Auch beim letzten Punkt sehe ich eine Verbindung zu den im SZ-Artikel geschilderten Ereignissen: Das in Italien „omertà“ genannte Schweigegebot gilt offensichtlich auch in Baden-Württemberg. Der einzige Ermittler, der sich im SZ-Artikel namentlich zitieren lässt, ist der ehemalige Konstanzer Oberstaatsanwalt Dr. Jürgen Speiermann, alle anderen im SZ-Artikel zitierten Fahnder wollen ausdrücklich anonym bleiben. Im Leser entsteht der höchst beunruhigende Eindruck, irgendjemand oder irgendwelche Leute wollten unbedingt vermeiden, dass Baden-Württemberg als das erscheint, was es laut Statistik und laut Warnungen hochrangiger italienischer Ermittler in Wahrheit ist: Eine Hochburg der italienischen Mafia.
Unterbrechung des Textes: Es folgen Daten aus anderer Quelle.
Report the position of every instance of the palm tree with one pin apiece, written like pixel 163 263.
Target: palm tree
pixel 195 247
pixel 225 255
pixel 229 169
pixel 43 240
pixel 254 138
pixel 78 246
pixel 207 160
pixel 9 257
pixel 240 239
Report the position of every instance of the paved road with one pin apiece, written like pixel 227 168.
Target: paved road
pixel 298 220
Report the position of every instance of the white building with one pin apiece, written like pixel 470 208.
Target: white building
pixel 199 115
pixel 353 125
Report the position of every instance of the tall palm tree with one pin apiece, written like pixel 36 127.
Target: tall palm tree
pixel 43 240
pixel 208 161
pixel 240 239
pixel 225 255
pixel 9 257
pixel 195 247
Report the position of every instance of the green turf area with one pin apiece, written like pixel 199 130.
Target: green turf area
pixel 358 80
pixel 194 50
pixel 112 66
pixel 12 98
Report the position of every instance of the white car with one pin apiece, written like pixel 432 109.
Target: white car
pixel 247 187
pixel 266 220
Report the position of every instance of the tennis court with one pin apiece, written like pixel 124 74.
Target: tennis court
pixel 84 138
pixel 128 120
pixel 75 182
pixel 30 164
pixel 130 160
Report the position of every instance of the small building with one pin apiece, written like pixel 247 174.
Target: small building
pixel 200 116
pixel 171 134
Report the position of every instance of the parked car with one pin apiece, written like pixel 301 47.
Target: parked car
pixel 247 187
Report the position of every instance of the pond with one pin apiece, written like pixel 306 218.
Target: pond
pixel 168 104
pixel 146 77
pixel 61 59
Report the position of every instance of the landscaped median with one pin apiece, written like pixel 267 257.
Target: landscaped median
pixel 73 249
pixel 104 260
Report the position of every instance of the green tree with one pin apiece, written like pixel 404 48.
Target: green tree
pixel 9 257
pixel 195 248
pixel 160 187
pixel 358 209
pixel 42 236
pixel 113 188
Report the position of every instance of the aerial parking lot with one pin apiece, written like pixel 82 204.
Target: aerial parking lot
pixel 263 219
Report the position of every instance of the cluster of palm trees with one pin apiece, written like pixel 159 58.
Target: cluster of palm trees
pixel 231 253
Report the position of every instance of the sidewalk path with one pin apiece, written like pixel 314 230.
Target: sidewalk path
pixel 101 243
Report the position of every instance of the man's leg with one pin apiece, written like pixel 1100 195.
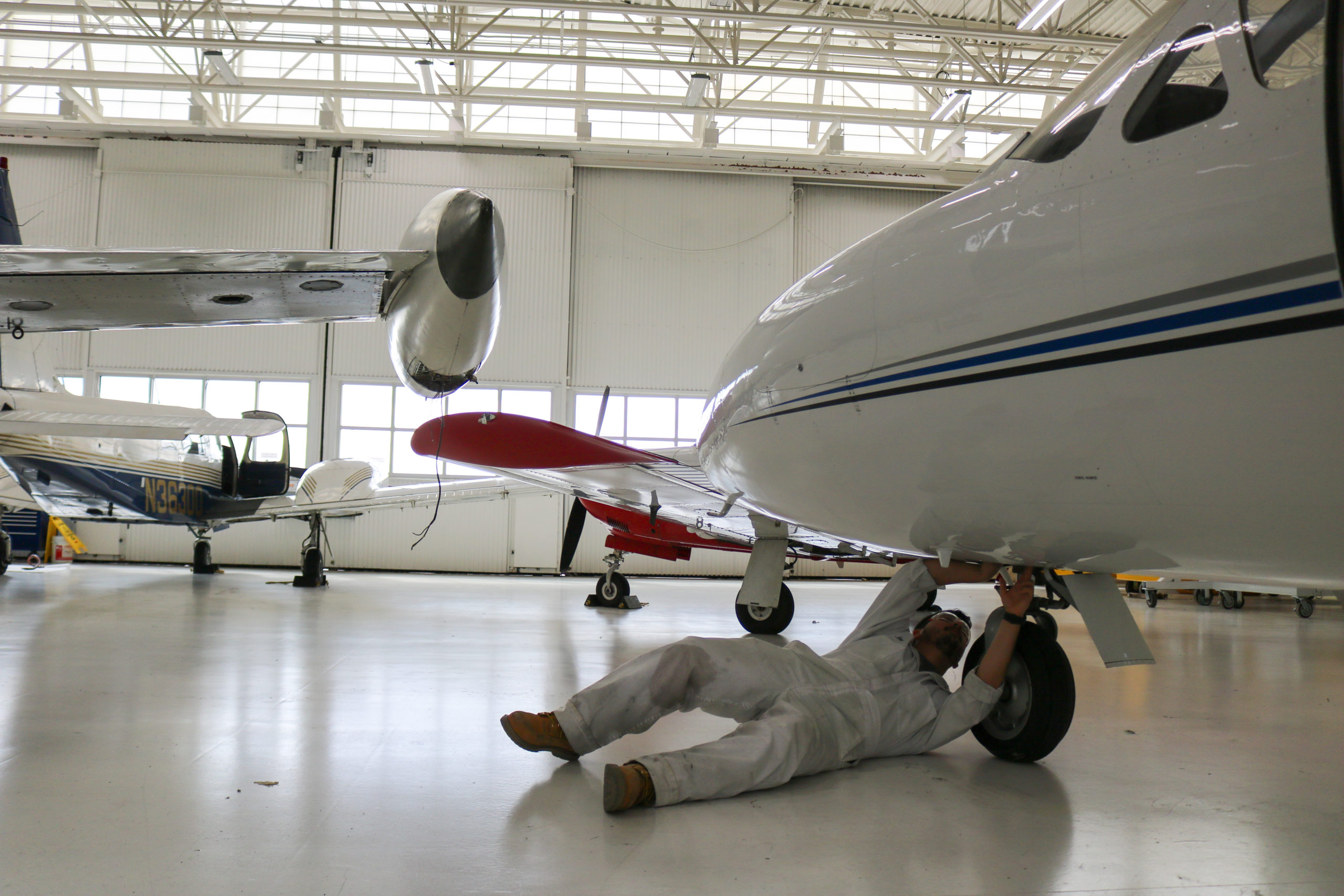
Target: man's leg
pixel 733 678
pixel 785 743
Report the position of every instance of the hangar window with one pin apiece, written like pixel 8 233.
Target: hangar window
pixel 1186 89
pixel 1287 39
pixel 643 421
pixel 224 398
pixel 377 422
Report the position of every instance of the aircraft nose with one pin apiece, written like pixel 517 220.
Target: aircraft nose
pixel 469 245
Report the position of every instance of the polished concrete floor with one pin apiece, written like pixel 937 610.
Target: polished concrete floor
pixel 140 704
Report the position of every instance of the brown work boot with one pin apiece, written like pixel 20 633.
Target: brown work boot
pixel 627 786
pixel 538 733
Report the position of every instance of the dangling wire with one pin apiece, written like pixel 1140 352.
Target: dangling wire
pixel 438 483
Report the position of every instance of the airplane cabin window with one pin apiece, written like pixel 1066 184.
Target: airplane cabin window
pixel 1287 39
pixel 1186 89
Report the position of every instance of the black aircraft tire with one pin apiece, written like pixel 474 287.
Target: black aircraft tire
pixel 312 568
pixel 768 620
pixel 609 594
pixel 1040 664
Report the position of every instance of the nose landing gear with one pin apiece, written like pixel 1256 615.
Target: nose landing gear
pixel 613 589
pixel 311 574
pixel 201 559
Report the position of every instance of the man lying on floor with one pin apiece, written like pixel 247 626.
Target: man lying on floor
pixel 879 693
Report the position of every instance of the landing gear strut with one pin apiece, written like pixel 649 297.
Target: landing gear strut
pixel 311 574
pixel 201 559
pixel 613 589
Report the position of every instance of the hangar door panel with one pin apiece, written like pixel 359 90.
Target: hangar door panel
pixel 830 219
pixel 378 201
pixel 536 531
pixel 670 269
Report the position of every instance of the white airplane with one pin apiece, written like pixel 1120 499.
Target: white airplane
pixel 1113 352
pixel 99 460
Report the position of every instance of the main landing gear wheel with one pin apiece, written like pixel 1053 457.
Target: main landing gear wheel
pixel 611 592
pixel 1037 705
pixel 759 620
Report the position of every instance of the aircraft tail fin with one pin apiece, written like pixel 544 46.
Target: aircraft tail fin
pixel 8 217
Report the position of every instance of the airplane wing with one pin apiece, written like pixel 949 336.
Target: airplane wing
pixel 402 496
pixel 38 413
pixel 646 498
pixel 75 289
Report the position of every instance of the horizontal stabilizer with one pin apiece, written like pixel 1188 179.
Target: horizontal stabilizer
pixel 511 441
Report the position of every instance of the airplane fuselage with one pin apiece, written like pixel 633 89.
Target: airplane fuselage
pixel 1124 359
pixel 148 479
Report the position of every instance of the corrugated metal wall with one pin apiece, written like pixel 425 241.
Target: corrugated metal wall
pixel 667 269
pixel 830 219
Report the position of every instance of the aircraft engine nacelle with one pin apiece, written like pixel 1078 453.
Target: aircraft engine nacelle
pixel 443 318
pixel 338 480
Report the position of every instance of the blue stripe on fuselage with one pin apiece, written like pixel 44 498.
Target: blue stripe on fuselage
pixel 1230 311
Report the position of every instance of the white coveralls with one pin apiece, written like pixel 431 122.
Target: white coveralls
pixel 802 714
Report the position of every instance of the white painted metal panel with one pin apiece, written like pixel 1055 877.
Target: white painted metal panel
pixel 212 196
pixel 56 193
pixel 536 531
pixel 361 350
pixel 534 202
pixel 289 350
pixel 670 269
pixel 830 219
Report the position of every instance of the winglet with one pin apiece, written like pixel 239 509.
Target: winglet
pixel 8 217
pixel 511 441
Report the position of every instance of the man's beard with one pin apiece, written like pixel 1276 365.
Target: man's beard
pixel 952 647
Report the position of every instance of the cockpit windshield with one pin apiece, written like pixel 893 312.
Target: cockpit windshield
pixel 1070 123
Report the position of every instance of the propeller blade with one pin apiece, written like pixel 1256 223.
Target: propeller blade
pixel 573 530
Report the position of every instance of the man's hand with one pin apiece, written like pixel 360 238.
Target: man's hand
pixel 1018 597
pixel 961 573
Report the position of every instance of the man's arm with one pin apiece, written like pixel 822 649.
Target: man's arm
pixel 1015 599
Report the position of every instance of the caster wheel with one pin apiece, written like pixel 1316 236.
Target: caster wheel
pixel 1047 624
pixel 611 592
pixel 1037 705
pixel 768 620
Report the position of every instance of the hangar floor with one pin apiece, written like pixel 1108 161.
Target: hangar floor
pixel 140 704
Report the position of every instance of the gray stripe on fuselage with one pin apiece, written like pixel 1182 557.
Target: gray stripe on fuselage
pixel 1319 265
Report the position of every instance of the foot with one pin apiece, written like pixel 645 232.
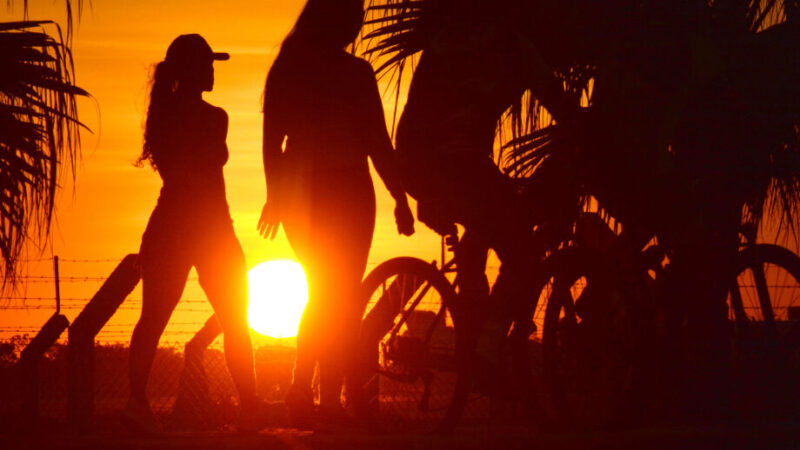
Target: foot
pixel 300 408
pixel 333 417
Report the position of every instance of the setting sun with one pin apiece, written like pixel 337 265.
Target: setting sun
pixel 278 295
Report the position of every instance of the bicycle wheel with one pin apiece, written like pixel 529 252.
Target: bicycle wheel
pixel 407 356
pixel 766 302
pixel 587 342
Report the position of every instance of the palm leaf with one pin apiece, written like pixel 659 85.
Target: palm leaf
pixel 39 132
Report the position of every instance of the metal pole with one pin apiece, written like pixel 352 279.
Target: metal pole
pixel 58 287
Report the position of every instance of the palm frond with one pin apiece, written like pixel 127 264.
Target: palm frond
pixel 39 132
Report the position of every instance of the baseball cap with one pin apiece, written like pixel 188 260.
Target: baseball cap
pixel 188 48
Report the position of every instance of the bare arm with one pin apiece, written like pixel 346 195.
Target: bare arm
pixel 272 151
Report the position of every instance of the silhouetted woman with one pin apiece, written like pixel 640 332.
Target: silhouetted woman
pixel 323 105
pixel 184 140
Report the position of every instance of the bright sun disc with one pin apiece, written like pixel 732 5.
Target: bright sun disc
pixel 278 296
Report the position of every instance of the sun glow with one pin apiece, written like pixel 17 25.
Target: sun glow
pixel 278 295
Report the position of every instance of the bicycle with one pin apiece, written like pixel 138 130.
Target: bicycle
pixel 601 319
pixel 417 355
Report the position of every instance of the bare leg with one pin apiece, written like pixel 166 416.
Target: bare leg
pixel 223 276
pixel 163 280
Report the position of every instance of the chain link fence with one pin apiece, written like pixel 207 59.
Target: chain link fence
pixel 183 396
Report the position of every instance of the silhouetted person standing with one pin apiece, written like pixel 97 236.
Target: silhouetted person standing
pixel 323 105
pixel 184 141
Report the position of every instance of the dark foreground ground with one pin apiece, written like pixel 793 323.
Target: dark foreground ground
pixel 785 436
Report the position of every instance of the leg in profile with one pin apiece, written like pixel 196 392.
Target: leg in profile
pixel 163 280
pixel 223 276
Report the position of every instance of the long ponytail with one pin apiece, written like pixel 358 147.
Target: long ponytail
pixel 162 90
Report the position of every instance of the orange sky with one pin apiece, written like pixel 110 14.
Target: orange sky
pixel 104 216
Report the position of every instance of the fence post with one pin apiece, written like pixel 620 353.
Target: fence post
pixel 29 364
pixel 80 348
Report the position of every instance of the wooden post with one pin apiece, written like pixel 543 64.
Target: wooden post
pixel 29 364
pixel 80 349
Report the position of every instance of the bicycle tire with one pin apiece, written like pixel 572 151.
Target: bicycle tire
pixel 398 390
pixel 768 285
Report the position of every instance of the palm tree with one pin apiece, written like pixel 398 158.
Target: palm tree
pixel 690 121
pixel 39 132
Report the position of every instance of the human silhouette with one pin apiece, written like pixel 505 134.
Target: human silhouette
pixel 323 105
pixel 184 140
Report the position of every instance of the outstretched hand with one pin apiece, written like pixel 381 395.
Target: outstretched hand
pixel 270 221
pixel 404 219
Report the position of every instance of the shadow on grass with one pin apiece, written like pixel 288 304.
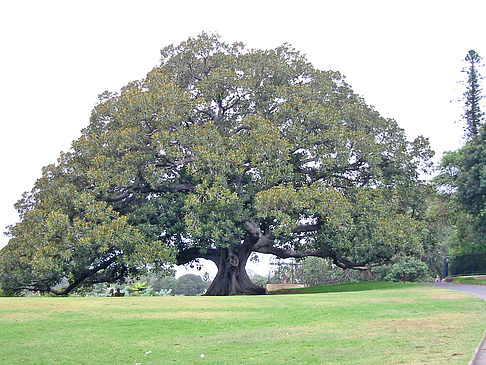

Höchst interessant ist übrigens auch, was der Ankläger des Konstanzer Prozesses
Dr. Jürgen Speiermann über den Prozess zu sagen hat. Im Interview mit dem Vorsitzenden des Berliner Antimafia-Vereins „Mafia? Nein danke!“ Sandro Mattioli äußert sich der Staatsanwalt enttäuscht darüber, dass der vorsitzende Richter mehrmals betont hat, „Mafia – das interessiert uns nicht“ und nur über konkrete Drogendelikte richten wollte. Übrigens waren bei Prozessende (März 2020) alle elf Angeklagten verurteilt, und dies, so Speiermann, sei nur möglich gewesen wegen der Zusammenarbeit mit einem „sehr guten Polizeibeamten“, einem Spezialisten im Kampf gegen die italienische organisierte Kriminalität (IOK) mit seinen „wahnsinnig guten Kontakten nach Italien“, gemeint ist der Kriminalhauptkommissar Wolfgang Rahm vom LKA in Stuttgart.
Und was sollen wir jetzt denken?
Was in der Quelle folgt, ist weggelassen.